Я затравленно зыркнул вокруг. Поля плакала. Лиза, тоже прибежавшая сюда, стояла в дверях, прижав кулак к губам.
- Мне нужно поговорить по телефону. Выйдите отсюда.
- Папчик...
- Выйдите! - проревел я. Их как ветром сдуло, дверь плотно закрылась. Я сорвал трубку.
У Стаси играла музыка.
- Стася...
- Ой, ты откуда?
- Из дома.
- Это что-то новое. Добрый это знак или наоборот? - у нее был совершенно трезвый голос, хорошо. А вот сипловатый баритон, громко спросивший поодаль от микрофона что-то вроде "Кто то ест?", выдавал изрядный градус. Натурально, коньяк трескает. Наверное, уже до второй бутылки добрался. "Это мой муж", - по-русски произнесла Стася, и словно какой-то автоген дунул мне в сердце пламенем острым и твердым.
- А мы тут, Саша, сидим без тебя, вспоминаем былую лирику, планируем будущие дела...
- Только не увлекайся лирикой.
- Я даже не курю. Представляешь, он берет у меня в "Нэ эгинэла" целую подборку, строк на семьсот!
- Поздравляю. Стася, ты...
- Я хочу взять русский псевдоним. Можно использовать твою фамилию?

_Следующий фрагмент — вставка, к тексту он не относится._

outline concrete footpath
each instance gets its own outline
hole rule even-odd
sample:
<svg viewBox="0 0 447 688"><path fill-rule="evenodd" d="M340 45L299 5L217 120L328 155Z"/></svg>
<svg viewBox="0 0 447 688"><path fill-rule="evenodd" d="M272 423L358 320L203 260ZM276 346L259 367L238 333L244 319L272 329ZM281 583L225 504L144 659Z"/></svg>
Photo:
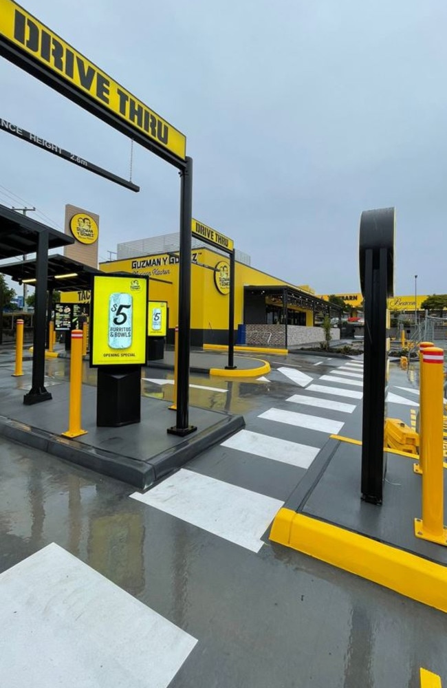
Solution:
<svg viewBox="0 0 447 688"><path fill-rule="evenodd" d="M66 356L56 347L55 355ZM29 350L24 352L23 373L14 377L15 352L2 350L0 357L0 435L41 449L122 480L139 489L146 489L164 475L184 465L193 457L243 427L241 416L189 407L188 422L197 430L186 437L168 434L175 424L176 413L166 402L142 397L141 422L121 427L97 427L96 387L83 385L82 424L87 434L76 439L61 436L68 429L69 384L45 379L52 400L25 406L23 395L31 387L32 362ZM190 370L234 378L259 376L270 371L265 361L235 356L234 370L226 370L228 354L221 352L191 352ZM151 367L173 368L173 352L165 358L151 361Z"/></svg>

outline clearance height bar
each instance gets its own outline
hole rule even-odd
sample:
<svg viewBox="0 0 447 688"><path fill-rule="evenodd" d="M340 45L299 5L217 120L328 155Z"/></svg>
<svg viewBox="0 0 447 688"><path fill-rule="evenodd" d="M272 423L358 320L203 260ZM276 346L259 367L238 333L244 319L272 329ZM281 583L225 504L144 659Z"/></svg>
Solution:
<svg viewBox="0 0 447 688"><path fill-rule="evenodd" d="M199 222L197 219L193 219L192 220L191 231L197 239L212 244L218 248L222 248L228 252L232 251L235 248L235 242L232 239L228 239L220 232L216 231L215 229L208 227L202 222Z"/></svg>
<svg viewBox="0 0 447 688"><path fill-rule="evenodd" d="M179 169L186 139L13 0L0 0L0 54Z"/></svg>
<svg viewBox="0 0 447 688"><path fill-rule="evenodd" d="M88 170L89 172L94 172L95 174L99 175L100 177L104 177L105 179L107 179L110 182L114 182L115 184L119 184L121 186L130 189L131 191L140 191L140 186L137 186L136 184L133 184L131 182L128 182L127 180L123 179L122 177L118 177L112 172L109 172L107 170L103 169L102 167L98 167L98 165L94 164L93 162L89 162L88 160L76 155L74 153L69 153L69 151L64 150L63 148L61 148L55 143L52 143L51 141L40 138L36 134L31 133L30 131L27 131L26 129L21 129L17 125L14 125L7 120L0 119L0 129L2 131L7 131L8 133L12 133L13 136L21 138L22 140L26 141L28 143L31 143L33 146L37 146L38 148L43 148L48 153L52 153L54 155L58 155L58 158L63 158L65 160L68 160L69 162L72 162L75 165L78 165L85 170Z"/></svg>

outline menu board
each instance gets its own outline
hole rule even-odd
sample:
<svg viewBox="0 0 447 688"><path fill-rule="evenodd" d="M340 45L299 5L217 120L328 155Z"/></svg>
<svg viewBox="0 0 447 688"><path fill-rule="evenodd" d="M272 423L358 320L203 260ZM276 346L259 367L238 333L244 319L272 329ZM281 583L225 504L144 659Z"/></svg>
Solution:
<svg viewBox="0 0 447 688"><path fill-rule="evenodd" d="M54 330L56 332L69 332L72 329L72 303L54 304Z"/></svg>

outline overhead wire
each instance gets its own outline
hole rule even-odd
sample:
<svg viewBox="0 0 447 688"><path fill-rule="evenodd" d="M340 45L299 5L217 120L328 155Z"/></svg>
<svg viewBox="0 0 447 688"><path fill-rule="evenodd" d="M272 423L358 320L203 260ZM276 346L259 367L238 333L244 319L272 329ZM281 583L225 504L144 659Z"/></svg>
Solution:
<svg viewBox="0 0 447 688"><path fill-rule="evenodd" d="M14 193L14 191L11 191L11 190L7 189L6 186L3 186L1 184L0 184L0 189L3 189L3 191L0 191L0 194L6 197L8 202L12 202L14 204L17 204L18 202L20 202L20 203L24 204L26 206L31 206L32 204L30 204L28 201L25 200L24 198L22 198L21 196L18 195L18 194ZM40 211L36 206L34 206L34 207L36 208L34 211L36 214L43 218L45 222L50 222L54 227L56 227L56 229L63 231L61 225L58 222L56 222L54 219L52 219L51 217L49 217L48 215L45 215L45 213L43 213L42 211Z"/></svg>

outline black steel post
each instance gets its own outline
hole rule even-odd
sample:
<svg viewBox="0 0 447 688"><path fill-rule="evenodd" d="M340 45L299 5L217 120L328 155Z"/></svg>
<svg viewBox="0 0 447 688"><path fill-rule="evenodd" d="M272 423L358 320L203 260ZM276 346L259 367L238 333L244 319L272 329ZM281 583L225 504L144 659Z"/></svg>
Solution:
<svg viewBox="0 0 447 688"><path fill-rule="evenodd" d="M23 397L27 405L52 398L44 385L47 282L48 280L48 231L39 232L36 255L36 300L31 389Z"/></svg>
<svg viewBox="0 0 447 688"><path fill-rule="evenodd" d="M283 290L283 314L284 318L284 346L287 347L287 290Z"/></svg>
<svg viewBox="0 0 447 688"><path fill-rule="evenodd" d="M230 254L230 293L228 297L228 365L225 367L227 370L234 370L235 365L235 249Z"/></svg>
<svg viewBox="0 0 447 688"><path fill-rule="evenodd" d="M0 344L3 343L3 292L0 289Z"/></svg>
<svg viewBox="0 0 447 688"><path fill-rule="evenodd" d="M47 299L47 331L45 337L45 347L50 348L50 323L51 322L51 314L53 310L53 288L48 290L48 297Z"/></svg>
<svg viewBox="0 0 447 688"><path fill-rule="evenodd" d="M394 208L362 213L360 271L364 299L362 497L380 504L386 471L384 427L387 391L386 305L393 296Z"/></svg>
<svg viewBox="0 0 447 688"><path fill-rule="evenodd" d="M171 435L184 436L197 430L188 424L189 349L191 325L191 220L193 218L193 159L186 157L179 174L180 251L179 256L179 341L176 424Z"/></svg>

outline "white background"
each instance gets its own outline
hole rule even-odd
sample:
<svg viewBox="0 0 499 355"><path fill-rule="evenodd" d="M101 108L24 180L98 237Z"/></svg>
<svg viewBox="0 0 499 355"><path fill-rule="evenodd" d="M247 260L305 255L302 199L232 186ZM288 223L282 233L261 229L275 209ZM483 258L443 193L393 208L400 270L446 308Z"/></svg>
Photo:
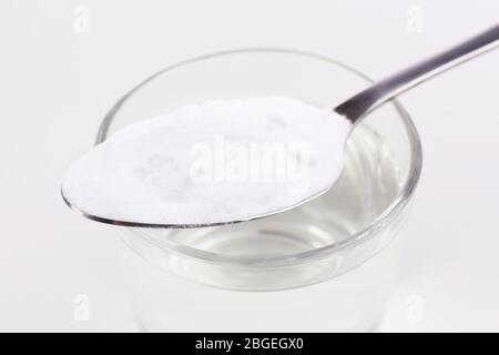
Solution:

- Мы из Гедиминовичей. Это будет претенциозно, особенно для Польши. Стася, послушай...
- А девичью фамилию Лизы?
- Об этом надо спросить у нее.
- Значит, нельзя, - вздохнула она.
- Стасенька, ты никому не говорила о том, куда я собираюсь лететь?
- Нет, милый, - голос у нее сразу посерьезнел. - Что-то случилось?
- Ты уверена?
- Да кому я могла? Я даже не выходила, а с Янушем у нас совершенно иные темы.
- Может, по телефону?
- Я ни с кем не разговаривала по телефону, - она уже начала раздражаться. - Честное слово, никому, Саша. Хватит.
- Ну, хорошо... - я с силой потер лицо свободной ладонью. - Все в порядке, извини.